If you want a secure connection between ThinPrint Engine and ThinPrint Client, you can encrypt print data.
This print data encryption is based on client authentication. When using encryption, two certificates are installed on the server where ThinPrint Engine is running, and a certificate signed by the server is installed on the client. More information is found in Encrypting of print data from remote desktops.
We recommend creating certificates with an individual certificate server or requesting them from an official source. Please note that the certificate must be a X.509 certificate (file format *.cer, *.pfx or *.p12). See the instruction Creating certificates for printing with ThinPrint.
Importing certificates
If the Use encryption option is enabled in the ThinPrint Port configuration on the server, a relevant certificate, which has been signed by the server, must be imported to the machines on which a ThinPrint Client is running.
Note! Client certificates have to be imported in the client machine’s certificate store. Either you import the certificates individually for each user (at My User Account) or one time per machine (at Computer account). Did you choose the Computer Account you have to assign permissions to the certificate afterwards, if the computer user(s) are not members of the Administrators group (see the instruction Creating certificates for printing with ThinPrint).
If the computer has its own certificate set the registry value CertStore to 1 (Additional Registry entries of ThinPrint Client Windows).
In case CertStore=1 shouldn’t work, either install the certificate for each user (and set CertStore back to 0) or download the Windows HTTP Services Certificate Configuration Tool from Microsoft’s website and run the following on the Command Prompt as admin and for each user:
WinHTTPCertCfg.exe -g -c LOCAL_MACHINE\MY -s -a
- To install a client certificate, open the Microsoft Management Console (MMC).

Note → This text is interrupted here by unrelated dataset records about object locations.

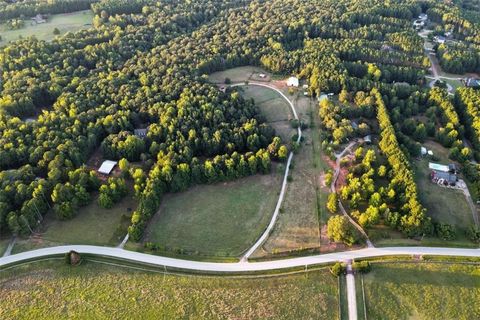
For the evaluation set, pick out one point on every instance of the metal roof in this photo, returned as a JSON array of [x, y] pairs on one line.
[[107, 166]]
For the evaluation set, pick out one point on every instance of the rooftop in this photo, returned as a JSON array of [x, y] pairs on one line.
[[107, 166]]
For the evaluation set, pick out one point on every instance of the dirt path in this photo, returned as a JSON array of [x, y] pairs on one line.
[[333, 188], [9, 249], [351, 293], [270, 226]]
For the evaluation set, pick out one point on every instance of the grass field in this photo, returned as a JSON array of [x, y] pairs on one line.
[[443, 205], [276, 110], [67, 22], [52, 290], [239, 74], [92, 225], [216, 220], [299, 222], [3, 245], [423, 291]]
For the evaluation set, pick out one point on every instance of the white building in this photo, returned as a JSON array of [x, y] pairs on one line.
[[107, 167], [292, 82]]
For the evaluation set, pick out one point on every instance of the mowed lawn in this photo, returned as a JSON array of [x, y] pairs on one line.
[[223, 219], [298, 225], [423, 291], [443, 204], [239, 74], [92, 225], [52, 290], [67, 22]]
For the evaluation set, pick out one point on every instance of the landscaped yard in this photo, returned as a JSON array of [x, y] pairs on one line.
[[222, 219], [443, 204], [67, 22], [423, 291], [92, 225], [53, 290]]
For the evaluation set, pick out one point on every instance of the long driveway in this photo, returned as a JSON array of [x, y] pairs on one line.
[[270, 226], [225, 267]]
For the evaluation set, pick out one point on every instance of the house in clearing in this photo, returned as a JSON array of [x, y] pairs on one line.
[[141, 133], [439, 39], [107, 167], [39, 19], [293, 82], [443, 174]]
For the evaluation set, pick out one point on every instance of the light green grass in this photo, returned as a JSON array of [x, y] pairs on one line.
[[67, 22], [274, 107], [223, 219], [52, 290], [239, 74], [423, 291], [92, 225], [342, 282], [442, 204], [297, 227], [3, 245]]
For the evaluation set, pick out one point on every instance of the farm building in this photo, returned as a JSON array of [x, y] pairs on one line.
[[443, 174], [141, 133], [445, 178], [292, 82], [107, 167], [439, 39], [39, 19]]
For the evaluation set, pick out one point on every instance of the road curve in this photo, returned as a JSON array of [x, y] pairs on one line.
[[225, 267], [270, 226]]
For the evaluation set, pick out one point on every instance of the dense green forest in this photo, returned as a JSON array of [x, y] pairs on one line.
[[144, 63]]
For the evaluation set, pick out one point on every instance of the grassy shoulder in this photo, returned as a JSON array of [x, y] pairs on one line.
[[216, 220], [97, 291], [425, 291], [66, 22], [91, 225]]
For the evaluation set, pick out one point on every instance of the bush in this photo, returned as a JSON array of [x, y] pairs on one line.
[[473, 233]]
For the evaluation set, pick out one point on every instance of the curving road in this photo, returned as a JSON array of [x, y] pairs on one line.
[[270, 226], [224, 267]]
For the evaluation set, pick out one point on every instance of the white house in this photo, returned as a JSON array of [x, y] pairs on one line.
[[107, 167], [292, 82], [439, 39]]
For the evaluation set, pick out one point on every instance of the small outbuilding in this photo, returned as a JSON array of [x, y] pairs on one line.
[[439, 39], [367, 139], [292, 82], [141, 133], [107, 167], [39, 19], [423, 151]]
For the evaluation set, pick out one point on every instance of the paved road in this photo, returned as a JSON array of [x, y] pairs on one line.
[[225, 267], [351, 293], [270, 226]]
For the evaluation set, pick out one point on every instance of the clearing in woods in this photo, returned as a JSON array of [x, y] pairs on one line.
[[65, 22], [91, 225]]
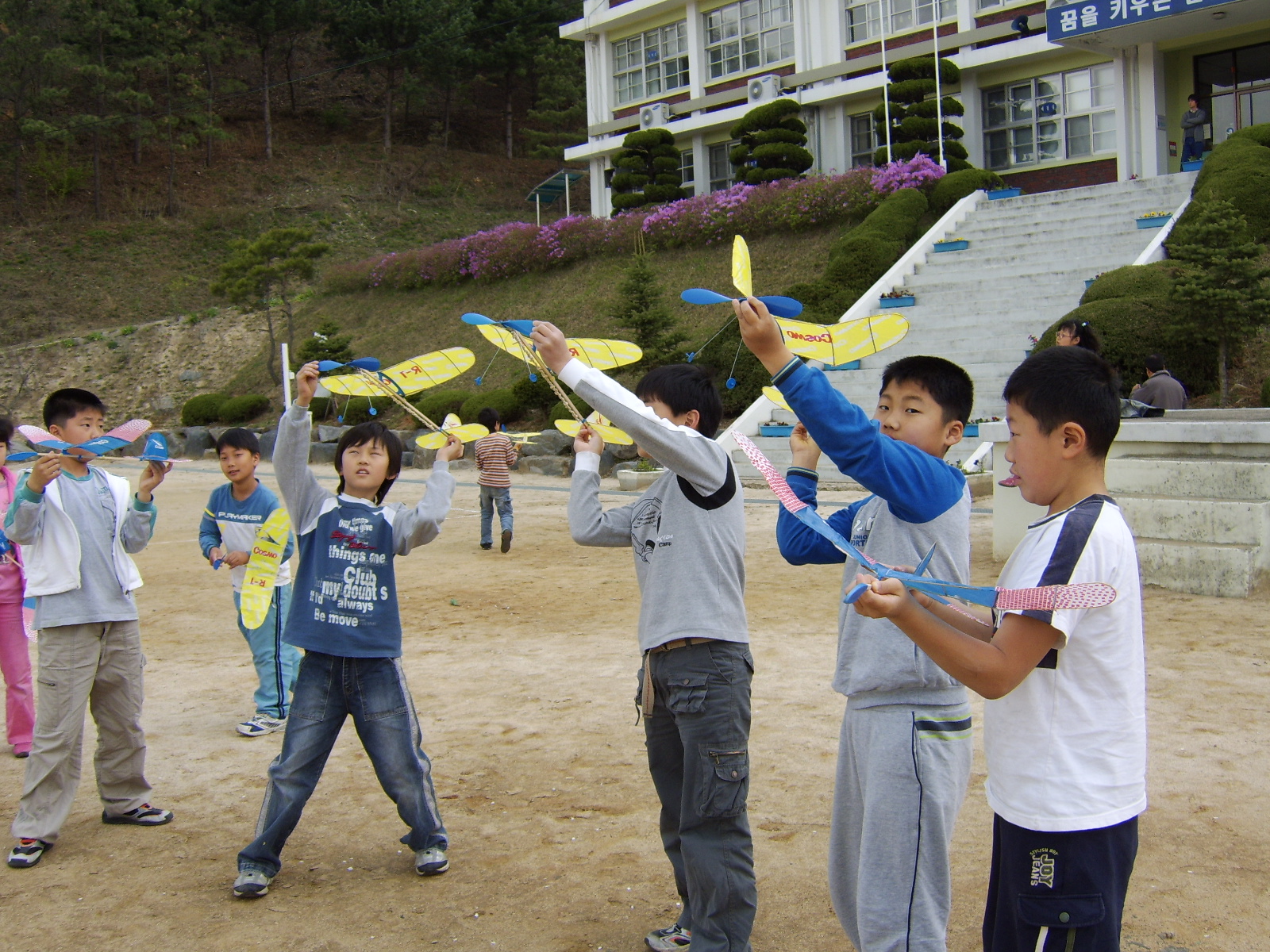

- Select either the following in MMC on the client PC per user:
File→ Add/ Remove Snap-In→ Add→ Certificates→ Add→ My User Account→ Finish→ OK
Or select for the machine:
File→ Add/ Remove Snap-In→ Add→ Certificates→ Computer Account→ Next→ Local Computer→ Finish→ OK
- Now import the certificate by selecting All Tasks→ Import in the Personal context menu, then Next→ Browse→ Next→ Password→ Next→ Place all certificates in the following store→ Next→ Finish→ OK
The following screenshots show the results of import: for Current User and for Local User.
Registry entry CertName
Before sending encrypted print data, the server checks whether the name of the imported certificate is included in the CertName entry in the client machine’s Registry and whether the stored certificate is present on the client. Enter the CertName entry in the Registry as follows:
- After the certificate has been imported, create the following Registry entry with data type reg_sz on the client machines:
hkey_local_machine\software\thinprint\client\CertName
- Enter as value the name of the imported certificate as displayed in the column Issued to of the MMC’s certificate overview (Company XY- Client as example).
- Restart ThinPrint Client Service Windows.
The CertName Registry entry is only needed for encrypting print data; receipt of unencrypted print data is still possible.